The Languages of God

The Languages of God

Today as I engaged with the paintings at the Prada Museum in Madrid, Spain, I was aware of how both art and liturgy are languages, both of which express and reflect our beliefs about and in God and provide portals into the experience of the holy; with art, of course, using visual images and liturgy using words as the mode of expression.

Since the church throughout history has been a major patron of the arts, today we saw a great deal of religious art, focusing on some of the master artists (Valazqeuz, Rembrandt, Vermeer). As we wandered through room after room of renowned art work, interestingly, I found the images naturally connected in my heart to the words or phrases in our worship service. This was a fascinating translation for me, for I realize how the movements and words of liturgy have become a natural language for me. For instance, each time I saw an image of a chubby cherub, I heard the words in our Eucharistic Prayer “therefore with angels and archangels and all the company of heaven”, since I guess that includes chubby little cherubs, or however we have visualized “the company of heaven” in our minds and hearts throughout the ages. I’m wondering now if each time I say these words during our worship, if I will be imagining fat little-legged cherubs, some dancing in the heavenly space proclaiming the glory of God, some hovering around Mary, attesting to her holiness as the chosen mother of the Son of God, or one particularly odd depiction of a a cherub riding on a fish, in whose expression of its eye told quite the story. If you see me suppressing a chuckle at that moment in our service, you’ll know the images which have come to mind!
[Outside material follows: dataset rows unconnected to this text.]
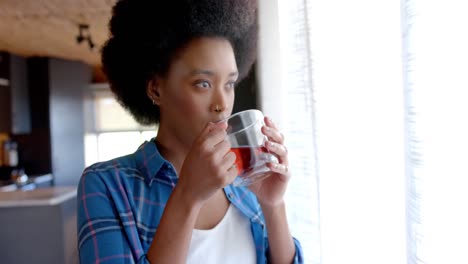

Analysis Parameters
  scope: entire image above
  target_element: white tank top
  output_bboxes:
[187,204,257,264]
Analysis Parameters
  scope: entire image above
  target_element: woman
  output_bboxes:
[78,0,303,263]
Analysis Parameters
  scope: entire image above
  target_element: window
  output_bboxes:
[85,85,157,166]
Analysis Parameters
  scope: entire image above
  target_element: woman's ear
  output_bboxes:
[146,77,161,106]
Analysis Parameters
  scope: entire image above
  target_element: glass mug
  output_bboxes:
[226,109,278,186]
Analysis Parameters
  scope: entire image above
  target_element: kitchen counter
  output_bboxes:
[0,186,78,264]
[0,187,76,208]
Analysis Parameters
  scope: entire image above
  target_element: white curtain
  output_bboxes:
[402,0,468,264]
[259,0,468,264]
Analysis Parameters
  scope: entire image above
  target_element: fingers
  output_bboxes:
[262,117,284,144]
[199,123,226,151]
[267,162,291,181]
[265,141,288,158]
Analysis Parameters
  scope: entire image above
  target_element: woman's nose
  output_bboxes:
[211,87,227,113]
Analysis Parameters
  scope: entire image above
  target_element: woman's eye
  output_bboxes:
[195,81,211,89]
[226,82,236,89]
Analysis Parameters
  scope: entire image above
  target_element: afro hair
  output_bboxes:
[102,0,257,125]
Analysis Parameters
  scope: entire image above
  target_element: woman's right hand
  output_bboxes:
[177,122,237,205]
But then there was one image which did not initially translate into scripture or words of worship, and instead directly touched my heart, needing no translation. It was the Dead Christ by Alonso Cona.
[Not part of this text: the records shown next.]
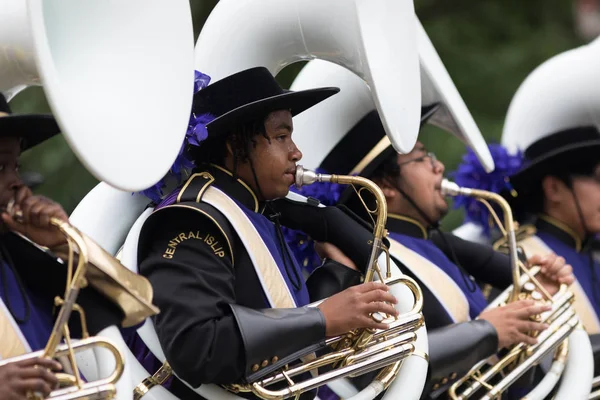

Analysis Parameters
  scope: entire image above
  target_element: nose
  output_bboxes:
[6,171,24,202]
[290,143,302,162]
[433,160,446,174]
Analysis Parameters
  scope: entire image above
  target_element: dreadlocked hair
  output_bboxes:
[189,111,270,176]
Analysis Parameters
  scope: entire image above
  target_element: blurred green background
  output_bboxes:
[11,0,584,230]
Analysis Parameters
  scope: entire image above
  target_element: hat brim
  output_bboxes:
[501,140,600,208]
[206,87,340,137]
[340,103,440,204]
[0,114,60,151]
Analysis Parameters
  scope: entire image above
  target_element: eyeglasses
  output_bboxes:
[398,151,437,169]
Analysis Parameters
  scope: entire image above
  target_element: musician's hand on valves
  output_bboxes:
[2,186,68,247]
[319,282,398,337]
[478,300,551,349]
[315,242,358,271]
[0,358,62,400]
[527,253,575,295]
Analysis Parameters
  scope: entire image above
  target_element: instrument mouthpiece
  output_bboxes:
[440,178,465,196]
[296,165,331,189]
Words weren’t necessary. My heart was directly touched and I was reminded of the shorthand which God and I had developed while I was in the Holy Land. Whenever I said, “huh….” (not “huh?”, but a more reflective expression) I became aware I was to pay attention to what was going on in the moment, to whatever it was I was seeing or feeling, or what was around me, or happening within me, for there was something in that moment that God wanted to use to shape my soul.

Upon being drawn deeply into this painting, I was aware that this was one of those moments. I stopped in my tracks, and allowed myself to enter fully into the painting, to notice where my attention was drawn, to linger there in the presence of God, to ask the question “What is God sharing with me now through the language of beauty?” and then of course, the harder question, “What is my response?”. For those who engage in the ancient art of Lectio Divina, you will recognize this process, and rather than engaging with sacred texts, I was engaging my heart in a sacred visual image.

I was drawn first to the light that seemed to pierce her wing, then to the whiteness of the crucified body of Jesus, then finally my heart rested on the expression of the angel, holding the crucified Christ, presumably carrying his being to join the heavenly host. I was expecting her eyes to proclaim holy disappointment in the human race, regret that God had invested so much in our healing which we refused to accept, or recrimination which birthed a steadfast desire to not waste another chance on us. But that wasn’t at all what God led me to in her gaze. I did perceive a sense of loss, of regret that what was so carefully planned with expansive possibilities was thwarted before it was able to reach its full potential, which is often an experience we each have, when our best dreams are not fully brought to fruition.

But rather I saw acceptance of our human weakness, compassion for our efforts of realizing the life-altering experience of the incarnation, and finally hopefulness, based upon the trust that the God we are in relationship with is a God of infinite chances.

In reflection, it reminded me of that great line in the Venite we say daily in Morning Prayer, “Oh that today we would harken to his voice”. It seemed to me that the angel was laying out this possibility for each of us THIS DAY. It was as if the famous line in the Christmas carol, “the hopes and fears of all the years are met in thee tonight” were indeed met in the baby Jesus, but that they can also be met in our lives today as well — that today will be the day when we will recognize and live into our salvation, when we will embrace the goodness of God within and around us, when our hearts and lives will testify to the new thing God has done to reconcile the world to the goodness intended for all of creation.

I found hopefulness in the painting, with the idea that one moment in history was not our only chance, that the God we are in relationship with is not only a God of infinite chances, but is also a God of experimentation and creativity, and that each day we are offered the chance to embrace the good news found in living Christ.

Today was a rich day of discovery, of connecting two languages in my life (artwork and liturgy) and of feeling the hopefulness inherent in the death of Jesus through the infinite “next chances” God offers us to live faithfully into the love of Christ. I haven’t yet discerned with God my response to the painting, and yet it feels like exactly the right place of heart to continue this spiritual pilgrimage, which I think began when my heart leapt into the painting: one of hopefulness that TODAY is the day I will harken (more fully) to God’s voice.

What are the “huh …” moments you have in your life? Or what shorthand is God using with you to grab your attention? What language does God use to speak to you?

Come let us bow down and bend a knee and kneel before the Lord our Maker.
For he is our God and we are the people of his pasture and the sheep of his hand.
O that today we would harken to his voice!